E nonostante questo, ci sarà sempre chi si intestardirà a voler sottomettere un popolo indomabile, che potrà essere vinto solo annientandone ogni singolo membro. Siccome questo è ovviamente impossibile e inaccettabile, chi si ostinerà a provarci non otterrà altro che di andare a sbattere più e più volte contro il muro umano costituito dal fiero popolo afghano.

Altrettanto interessante è la recente intervista del Colonnello, che descrive il discorso di Biden come “deplorevole” perché “non ricorda gli alleati” che hanno combattuto a fianco degli Stati Uniti nella guerra in Afghanistan. Vent’anni dopo, il presidente degli Stati Uniti sostenne che l’intenzione non era quella di portare la democrazia, ma di garantire esclusivamente la sicurezza degli Stati Uniti.
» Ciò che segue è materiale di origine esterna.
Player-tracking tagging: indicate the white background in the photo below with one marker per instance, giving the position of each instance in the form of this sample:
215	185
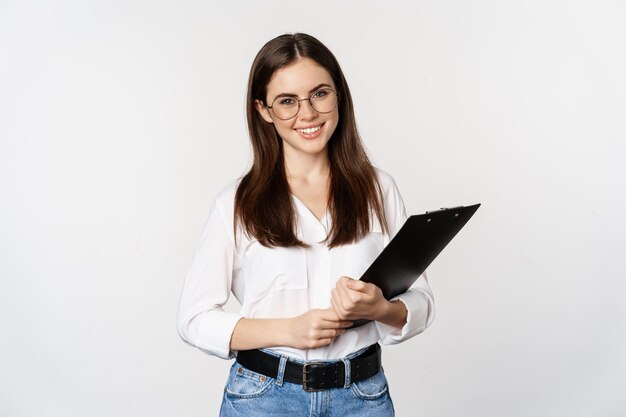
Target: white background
121	120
Inoltre, Baños critica che, dopo aver speso 100.000 milioni di dollari per addestrare e armare l’esercito e la polizia afghani, si è scoperto che non erano abbastanza efficaci nel pacificare l’Afghanistan o che non avevano alcun interesse in esso.

In realtà ci sono molte ragioni dietro l’inefficacia delle truppe afgane, inclusa la profonda corruzione a tutti i livelli dell’amministrazione, compresa la polizia. Allo stesso modo, c’erano “elenchi di soldati fantasma” in cui apparivano soldati che esistevano e non andavano a lavorare, ricevevano semplicemente il loro stipendio, o addirittura neppure esistevano. D’altronde, precisa il colonnello, c’erano molte ragioni per diffidare: infatti gli eserciti stranieri hanno prodotto diversi rapporti interni in cui hanno avevano già avvertito cosa sarebbe successo quando si fossero ritirati dal paese. Per quanto concerne le recenti dichiarazioni dei talebani il colonnello è molto chiaro da questo punto di vista:

“Per quanto i talebani proclamino un’amnistia generale, è difficile da credere”, afferma Baños, il quale spiega che la maggior parte dei rifugiati afgani in fuga cercherà rifugio nei paesi vicini come Iran, Pakistan o altri paesi.

Il colonnello ritiene che i talebani agiscano “molto abilmente” utilizzando i social network per inviare messaggi di calma, tolleranza e una certa apertura. Vogliono dare l’impressione di essere qualcos’altro. Ma il timore fondato è che che si tratti semplicemente di “un lifting”.